Mapara Lab

STAT1 is the major downstream signal transducer for type I and II interferons. Our lab is focusing on the question how STAT1 regulates GVHD. Regulatory CD4+CD25+Foxp3+ T cells (Treg) have been shown to be critical regulators of immune tolerance, inflammation, and autoimmunity. Given their potent suppressive effects in various preclinical models, freshly isolated or ex vivoexpanded Treg cells constitute a very attractive strategy for the treatment of various inflammatory conditions including Graft versus Host Disease (GVHD) following allogeneic blood or marrow transplantation (BMT). We have recently shown that 1) STAT1 inhibits expansion of natural Treg (nTreg) and inducible Treg (iTreg) ex vivo and in vivo; 2) ex vivo expanded STAT1-deficient Treg cells are more resistant to apoptosis and have a higher proliferative capacity than wildtype Treg leading to enhanced ex vivo expansion; 3) ex vivoexpanded STAT1-deficient Treg cells are superior in suppressing GVHD in vivo. We are now further evaluating how STAT1 regulates homing of Treg cells to GVHD target organs and whether STAT1-silencing can be used to promote expansion of Treg cells in vivo. In addition to the role of STAT1 in Treg cells we are working on how STAT1 affects GVL responses and host APC function following allogeneic BMT and its role in regulating tissue infiltration and destruction during the effector phase of GVHD.
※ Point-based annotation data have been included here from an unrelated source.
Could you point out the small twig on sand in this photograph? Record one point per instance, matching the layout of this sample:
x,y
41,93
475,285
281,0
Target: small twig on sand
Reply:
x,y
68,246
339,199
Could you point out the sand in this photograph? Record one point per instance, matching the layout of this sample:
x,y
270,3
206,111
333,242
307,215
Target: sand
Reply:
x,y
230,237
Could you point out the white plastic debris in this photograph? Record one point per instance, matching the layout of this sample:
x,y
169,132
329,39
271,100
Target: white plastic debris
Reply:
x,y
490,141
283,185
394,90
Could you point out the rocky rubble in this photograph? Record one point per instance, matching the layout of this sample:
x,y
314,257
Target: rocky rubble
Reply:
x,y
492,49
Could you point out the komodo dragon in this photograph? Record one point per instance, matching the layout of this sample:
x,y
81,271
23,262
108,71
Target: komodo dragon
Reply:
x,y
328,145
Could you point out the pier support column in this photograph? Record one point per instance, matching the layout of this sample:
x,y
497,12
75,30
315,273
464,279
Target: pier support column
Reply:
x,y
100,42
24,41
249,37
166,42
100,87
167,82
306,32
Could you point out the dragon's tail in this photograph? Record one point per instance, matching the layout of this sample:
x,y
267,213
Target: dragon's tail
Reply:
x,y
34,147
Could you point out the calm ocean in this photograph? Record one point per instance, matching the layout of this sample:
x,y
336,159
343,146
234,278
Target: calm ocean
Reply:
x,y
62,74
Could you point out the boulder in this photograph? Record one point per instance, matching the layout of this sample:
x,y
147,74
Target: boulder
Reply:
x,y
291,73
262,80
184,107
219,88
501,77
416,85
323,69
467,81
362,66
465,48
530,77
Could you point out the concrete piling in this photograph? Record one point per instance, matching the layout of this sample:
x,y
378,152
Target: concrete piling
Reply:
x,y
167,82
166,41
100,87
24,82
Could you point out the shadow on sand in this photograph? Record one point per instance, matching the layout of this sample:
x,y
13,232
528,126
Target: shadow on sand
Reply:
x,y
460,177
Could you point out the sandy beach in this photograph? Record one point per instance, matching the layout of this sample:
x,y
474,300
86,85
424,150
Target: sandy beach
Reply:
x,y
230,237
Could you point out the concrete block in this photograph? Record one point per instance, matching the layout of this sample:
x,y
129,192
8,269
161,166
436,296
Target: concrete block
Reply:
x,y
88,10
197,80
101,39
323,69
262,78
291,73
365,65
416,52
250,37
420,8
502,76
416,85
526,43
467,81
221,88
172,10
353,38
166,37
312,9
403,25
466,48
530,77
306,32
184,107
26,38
The major goal of this project is to identify promising molecular targets to inhibit the development of GVHD following allogeneic HSCT. We have shown that Histone Deacetylase (HDAC) Inhibitors can modulate the inflammatory response and attenuate development of GVHD following fully MHC-mismatched BMT. Using small molecule inhibitors we are planning to identify druggable targets which could help prevent or treat GVHD. Another aspect we are pursuing in the lab is the role of anti-inflammatory endogenous lipids (e.g. Resolvins) as modulators of GVHD in murine BMT models.

Donor lymphocyte infusion (DLI) following allogeneic bone marrow transplantation (BMT) is a very potent form of immunotherapy and can lead to Graft versus Leukemia (GVL) effects in the absence of Graft versus Host Disease (GVHD). However, DLI-mediated GVL effects can be transient and relapse of the underlying malignancy is an important clinical problem. We have demonstrated in rodent BMT models that loss of GVL reactivity following DLI administration coincides with extinction of the alloreactive population. We are interested in determining the molecular mechanisms underlying the extinction of this alloreactive population with the goal of identifying molecular targets to achieve sustained GVL-effects.